To give an example of Fr Tim’s ministry – in 1859, he made four trips throughout the west – two through Gunnedah and Wee Waa, a third trip through Warialda, Bingara, Cobedah and Bundarra, and a fourth through Manilla, Barraba, Bingera and Bundarra. To quote Bishop Doody: ‘It was indeed a life in the saddle.’
The Catholic Directory of 1862 sets out Fr McCarthy’s districts – 1. New England, 2. Liverpool Plains, 3. Gwydir and McIntyre. Under this third heading is mentioned stations at Warialda, Moree, Bingara and Inverell.
According to the Bingara Advocate (29/8/34) DEAN LYNCH from Armidale visited Bingara periodically (about twice a year), and quoting Fr Michael Foley (Administrator Armidale 1914-17) “in those days, Fathers Davis and Reade of Inverell and Father Doyle of Narrabri visited the town monthly. Fr Donnelly ministered there for awhile and even Fr McGuiness of Moree gave an occasional look in”.
It was the time of the circuit, ie before the establishment of Parishes as we know them today, Priests would visit, in turn, particular areas or districts of population, celebrate Mass and administer the Sacraments. The frequency of visits would be determined by distance and availability of Priests. There was overlapping at times, with Priests helping each other.
The Armidale Diocese was erected in 1863. In 1887, the Diocese of Lismore was formed from the Eastern portion of the Armidale Diocese, and part of the Maitland Diocese, including Tamworth and Gunnedah, was added to Armidale.

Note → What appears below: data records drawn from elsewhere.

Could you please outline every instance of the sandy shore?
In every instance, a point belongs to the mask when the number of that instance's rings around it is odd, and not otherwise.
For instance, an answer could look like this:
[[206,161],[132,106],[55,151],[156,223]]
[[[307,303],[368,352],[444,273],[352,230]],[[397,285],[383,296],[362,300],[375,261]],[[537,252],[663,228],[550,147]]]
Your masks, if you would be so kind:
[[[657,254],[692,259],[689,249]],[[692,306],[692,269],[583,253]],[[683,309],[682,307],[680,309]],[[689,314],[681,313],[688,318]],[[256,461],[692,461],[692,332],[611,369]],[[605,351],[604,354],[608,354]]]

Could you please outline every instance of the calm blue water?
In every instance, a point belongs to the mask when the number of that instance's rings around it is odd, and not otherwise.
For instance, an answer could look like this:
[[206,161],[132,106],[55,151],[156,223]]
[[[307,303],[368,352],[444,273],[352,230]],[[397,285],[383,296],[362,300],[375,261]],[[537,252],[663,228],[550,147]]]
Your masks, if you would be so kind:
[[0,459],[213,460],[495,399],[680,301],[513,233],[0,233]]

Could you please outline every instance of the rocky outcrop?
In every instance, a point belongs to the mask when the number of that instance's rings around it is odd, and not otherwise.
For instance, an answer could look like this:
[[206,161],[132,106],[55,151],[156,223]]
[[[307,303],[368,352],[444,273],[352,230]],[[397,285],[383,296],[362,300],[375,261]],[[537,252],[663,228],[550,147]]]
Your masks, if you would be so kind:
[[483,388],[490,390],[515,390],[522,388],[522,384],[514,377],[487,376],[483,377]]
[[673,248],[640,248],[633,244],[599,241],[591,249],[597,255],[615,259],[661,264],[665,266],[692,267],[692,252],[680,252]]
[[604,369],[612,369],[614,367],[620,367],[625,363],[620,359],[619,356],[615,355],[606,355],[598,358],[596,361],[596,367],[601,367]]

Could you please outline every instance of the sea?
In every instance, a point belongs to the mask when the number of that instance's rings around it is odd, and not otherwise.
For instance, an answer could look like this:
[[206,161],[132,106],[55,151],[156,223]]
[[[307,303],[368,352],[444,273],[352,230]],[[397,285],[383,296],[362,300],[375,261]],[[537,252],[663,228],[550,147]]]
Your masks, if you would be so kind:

The Freemans Journal (18th October, 1872) records an historic visit of BISHOP O’MAHONY to the western districts of the Diocese. It mentions that the Bishop dedicated St Mary’s Church at Bundarra on 15th September, 1872, and accompanied by Fr John Davis of Inverell, next visited Barraba, thence across the mountain to Narrabri, to Moree, Pallamallawa and Warialda. On the 2nd October, the Bishop solemnly dedicated the Church of the Guardian Angels at Warialda. It is noted in the report that there was as yet no Church in all the north west of the Diocese (including Narrabri and Moree), and that in all the places mentioned (except Pallamallawa) the Bishop celebrated Mass and administered the Sacrament of Confirmation.
To take up the words of the Freemans journal: “On the morning of the 4th October, His Lordship, driven by Mr James Bowman, proceeded to Bingera . . . . . and was accompanied for several miles out of town by the people of Warialda …. the cavalcade indeed was a goodly one.”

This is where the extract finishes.